Background

UP Agro Food Pvt. Ltd. is a Company involved in making of roasted dalia, atta etcm, having its registered office in Kanpur. It is a major supplier to MNCs like Dominos, Pillsbury etc. In 2009, LGL (Lucknow Gas Ltd.), a UP Government entity came into being. LGL was given the mandate to provide natural gas services for industrial use, in the whole of UP. Accordingly, the CEO of LGL identified different industrial zones in the State as per geographical area, and priced the gas differently in each sector.

In March 2010, LGL approached UP Agro Food Pvt. Ltd. to become its client. UP Agro Food Pvt. Ltd. is an old Company that was recently succeeded by Mr. Kalakriti Pandey, a 23 year old, after the death of his father in Jan 2010.

Mr. Bhuwan Pandey, sales representative of LGL shared the benefits of using natural gas, instead of electricity as a medium for heating required at the plant of UP Agro Food Pvt. Ltd. Impressed by the presentation, Kalakriti decided to implement the system of natural gas at his Company’s Plant.

Accordingly a Gas Sharing Agreement was entered into by LGL and UP Agro Food Pvt. Ltd. This Agreement was signed at Kanpur by Mr. Kalakriti Pandey and at Lucknow by CEO of LGL.

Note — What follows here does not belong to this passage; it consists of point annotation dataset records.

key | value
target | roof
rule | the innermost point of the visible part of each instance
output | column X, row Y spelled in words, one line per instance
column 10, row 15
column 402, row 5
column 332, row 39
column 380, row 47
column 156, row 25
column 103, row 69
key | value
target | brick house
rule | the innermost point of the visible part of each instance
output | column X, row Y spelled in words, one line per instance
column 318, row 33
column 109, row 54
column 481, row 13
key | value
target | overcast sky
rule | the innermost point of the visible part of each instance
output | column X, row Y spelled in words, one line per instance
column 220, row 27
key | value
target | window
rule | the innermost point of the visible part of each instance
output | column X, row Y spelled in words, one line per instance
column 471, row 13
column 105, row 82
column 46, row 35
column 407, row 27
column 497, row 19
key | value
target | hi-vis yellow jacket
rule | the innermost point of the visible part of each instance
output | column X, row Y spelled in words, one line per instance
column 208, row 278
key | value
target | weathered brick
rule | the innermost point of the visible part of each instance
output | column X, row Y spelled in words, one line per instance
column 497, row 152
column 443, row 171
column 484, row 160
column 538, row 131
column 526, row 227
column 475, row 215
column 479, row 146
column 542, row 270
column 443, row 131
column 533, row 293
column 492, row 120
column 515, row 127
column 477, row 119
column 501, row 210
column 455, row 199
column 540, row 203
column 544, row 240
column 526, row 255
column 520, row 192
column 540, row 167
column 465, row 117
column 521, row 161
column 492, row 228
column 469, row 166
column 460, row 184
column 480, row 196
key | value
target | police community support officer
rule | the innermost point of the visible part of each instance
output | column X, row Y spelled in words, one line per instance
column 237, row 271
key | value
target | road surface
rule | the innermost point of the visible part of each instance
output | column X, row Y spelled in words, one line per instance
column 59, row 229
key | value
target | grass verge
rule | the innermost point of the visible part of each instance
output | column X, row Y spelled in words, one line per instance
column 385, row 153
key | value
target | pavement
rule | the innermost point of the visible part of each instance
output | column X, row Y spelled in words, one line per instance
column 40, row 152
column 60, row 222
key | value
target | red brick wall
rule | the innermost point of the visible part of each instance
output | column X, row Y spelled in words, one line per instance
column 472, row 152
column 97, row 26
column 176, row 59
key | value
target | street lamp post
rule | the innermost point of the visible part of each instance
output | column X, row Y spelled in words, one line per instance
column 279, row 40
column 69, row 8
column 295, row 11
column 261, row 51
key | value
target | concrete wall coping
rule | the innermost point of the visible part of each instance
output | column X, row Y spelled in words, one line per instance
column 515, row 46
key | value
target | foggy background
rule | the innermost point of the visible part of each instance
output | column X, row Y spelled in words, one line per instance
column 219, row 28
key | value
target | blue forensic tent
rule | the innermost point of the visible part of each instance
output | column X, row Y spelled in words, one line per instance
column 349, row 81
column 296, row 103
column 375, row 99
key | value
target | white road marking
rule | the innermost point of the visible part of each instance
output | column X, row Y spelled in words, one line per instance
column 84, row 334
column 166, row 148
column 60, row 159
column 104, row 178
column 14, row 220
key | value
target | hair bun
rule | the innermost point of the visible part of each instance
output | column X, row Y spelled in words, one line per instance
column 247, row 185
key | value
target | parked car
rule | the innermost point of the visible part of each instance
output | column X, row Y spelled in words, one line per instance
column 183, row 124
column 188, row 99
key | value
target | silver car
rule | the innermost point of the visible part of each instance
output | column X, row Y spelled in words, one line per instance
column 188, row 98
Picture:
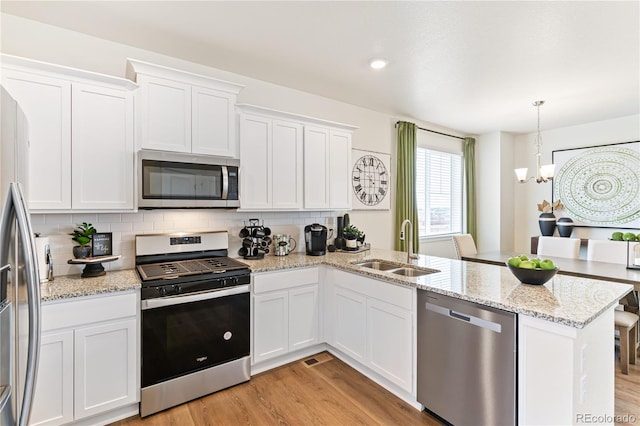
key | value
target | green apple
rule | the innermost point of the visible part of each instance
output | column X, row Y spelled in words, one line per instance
column 547, row 264
column 527, row 264
column 514, row 261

It was said by Mr. Bhuwan Pandey that UP Agro Food Pvt. Ltd. would be required to pay only for the amount of gas it used. However, the Agreement had a clause on Minimum Guaranteed Quantity, which meant that UP Agro Food Pvt. Ltd. had to pay minimum for 1000 units of gas per month, irrespective of its actual usage. If actual usage of in upwards of this quantity, then a premium price was to paid per unit.

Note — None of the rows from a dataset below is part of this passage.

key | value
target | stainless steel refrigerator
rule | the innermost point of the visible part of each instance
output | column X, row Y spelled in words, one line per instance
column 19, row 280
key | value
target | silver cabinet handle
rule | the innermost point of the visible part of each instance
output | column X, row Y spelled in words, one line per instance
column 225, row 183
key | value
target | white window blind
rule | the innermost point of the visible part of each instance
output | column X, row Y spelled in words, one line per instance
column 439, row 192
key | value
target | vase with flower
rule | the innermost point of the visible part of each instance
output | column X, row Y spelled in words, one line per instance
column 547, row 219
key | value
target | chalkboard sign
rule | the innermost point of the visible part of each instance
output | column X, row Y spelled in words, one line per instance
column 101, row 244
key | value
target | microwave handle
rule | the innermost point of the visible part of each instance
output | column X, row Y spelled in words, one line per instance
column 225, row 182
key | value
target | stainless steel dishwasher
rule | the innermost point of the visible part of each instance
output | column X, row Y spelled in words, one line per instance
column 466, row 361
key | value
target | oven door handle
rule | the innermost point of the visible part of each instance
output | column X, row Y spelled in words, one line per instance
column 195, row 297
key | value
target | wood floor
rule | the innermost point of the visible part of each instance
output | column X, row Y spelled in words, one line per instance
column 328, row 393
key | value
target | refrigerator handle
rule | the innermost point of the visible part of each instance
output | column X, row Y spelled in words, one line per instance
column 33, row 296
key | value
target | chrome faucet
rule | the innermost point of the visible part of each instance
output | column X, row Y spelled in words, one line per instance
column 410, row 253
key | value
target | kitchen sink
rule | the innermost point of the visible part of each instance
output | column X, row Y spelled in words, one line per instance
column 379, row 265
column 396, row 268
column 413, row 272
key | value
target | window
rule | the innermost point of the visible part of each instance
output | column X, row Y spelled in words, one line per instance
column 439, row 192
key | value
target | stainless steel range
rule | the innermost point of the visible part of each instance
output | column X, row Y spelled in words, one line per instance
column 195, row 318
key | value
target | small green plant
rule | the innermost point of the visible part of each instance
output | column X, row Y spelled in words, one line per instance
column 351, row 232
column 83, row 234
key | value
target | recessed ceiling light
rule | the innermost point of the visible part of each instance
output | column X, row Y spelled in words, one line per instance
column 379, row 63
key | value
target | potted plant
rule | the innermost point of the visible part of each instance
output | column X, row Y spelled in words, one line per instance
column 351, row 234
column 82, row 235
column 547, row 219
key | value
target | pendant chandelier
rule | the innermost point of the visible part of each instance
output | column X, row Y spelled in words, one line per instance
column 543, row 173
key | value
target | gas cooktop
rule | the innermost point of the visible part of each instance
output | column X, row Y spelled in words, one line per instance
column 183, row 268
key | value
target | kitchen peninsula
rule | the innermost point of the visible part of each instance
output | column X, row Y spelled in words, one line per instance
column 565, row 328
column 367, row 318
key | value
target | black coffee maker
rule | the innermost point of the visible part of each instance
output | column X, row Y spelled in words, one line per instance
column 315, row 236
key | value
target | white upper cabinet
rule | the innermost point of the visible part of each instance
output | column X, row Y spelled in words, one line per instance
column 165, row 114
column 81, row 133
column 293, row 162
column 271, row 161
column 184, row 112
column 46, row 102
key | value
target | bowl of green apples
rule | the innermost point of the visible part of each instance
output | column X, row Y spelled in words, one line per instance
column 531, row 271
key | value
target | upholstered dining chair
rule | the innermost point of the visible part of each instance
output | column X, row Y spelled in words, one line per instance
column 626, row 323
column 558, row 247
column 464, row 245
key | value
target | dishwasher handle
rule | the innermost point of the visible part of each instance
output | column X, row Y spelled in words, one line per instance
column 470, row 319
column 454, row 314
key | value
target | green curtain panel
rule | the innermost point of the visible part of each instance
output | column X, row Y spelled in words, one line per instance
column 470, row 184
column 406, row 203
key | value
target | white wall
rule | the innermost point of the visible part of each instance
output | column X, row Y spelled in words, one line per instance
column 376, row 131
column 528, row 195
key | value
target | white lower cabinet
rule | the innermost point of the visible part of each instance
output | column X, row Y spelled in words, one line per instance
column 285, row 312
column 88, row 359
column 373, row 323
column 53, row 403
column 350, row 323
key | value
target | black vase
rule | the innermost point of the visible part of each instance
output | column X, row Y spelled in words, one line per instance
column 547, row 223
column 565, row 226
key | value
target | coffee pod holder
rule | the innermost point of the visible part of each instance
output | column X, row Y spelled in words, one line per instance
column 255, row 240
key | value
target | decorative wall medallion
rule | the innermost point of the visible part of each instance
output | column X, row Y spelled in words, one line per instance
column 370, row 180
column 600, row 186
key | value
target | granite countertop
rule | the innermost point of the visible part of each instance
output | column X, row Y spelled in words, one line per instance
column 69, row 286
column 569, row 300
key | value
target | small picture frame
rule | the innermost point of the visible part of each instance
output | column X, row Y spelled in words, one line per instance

After the agreement, UP Agro Food Pvt. Ltd. installed the state of the art system compatible with gas for Rs. 1 crore. Till 2013, UP Agro Food Pvt. Ltd. got bills as per actual usage of gas, which was around 500-600 units per month. In March 2013, it got a letter from LGL stating that UP Agro has not paid several bills, to the tune of Rs. 2 crore, calculated as per Minimum Guaranteed Quantity.

This letter was denied by UP Agro Food Pvt. Ltd, stating that it had to pay only for its actual consumption.

Primary negotiations through letters between both sides have failed, and the mood is set for litigation. However, dispute resolution clause in the contract mandates Mediation. Hence, both LGL and UP Agro have agreed for mediation on the aspect of alleged unpaid bills.

Confidential (To be shared with LGL)

LGL knew that UP Agro Food Pvt. Ltd. has no exposure to gas technology, and same has been recorded in one of their note sheets, which can be obtained under RTI. LGL is yet to establish its brand across the state, and any major litigation with its clients is bound to affect its name in the market and not go well with the Government, with elections around the corner.

Confidential (To be shared with UP Agro)

UP Agro is low on cash reserves and cannot pay the amount being claimed by LGL, but can henceforth pay if LGL reduces MGQ to 700 units and decreases the rates of gas. UP Agro has received a secret letter from an unknown source detailing dispute can be settled if they bribe up CEO of LGL.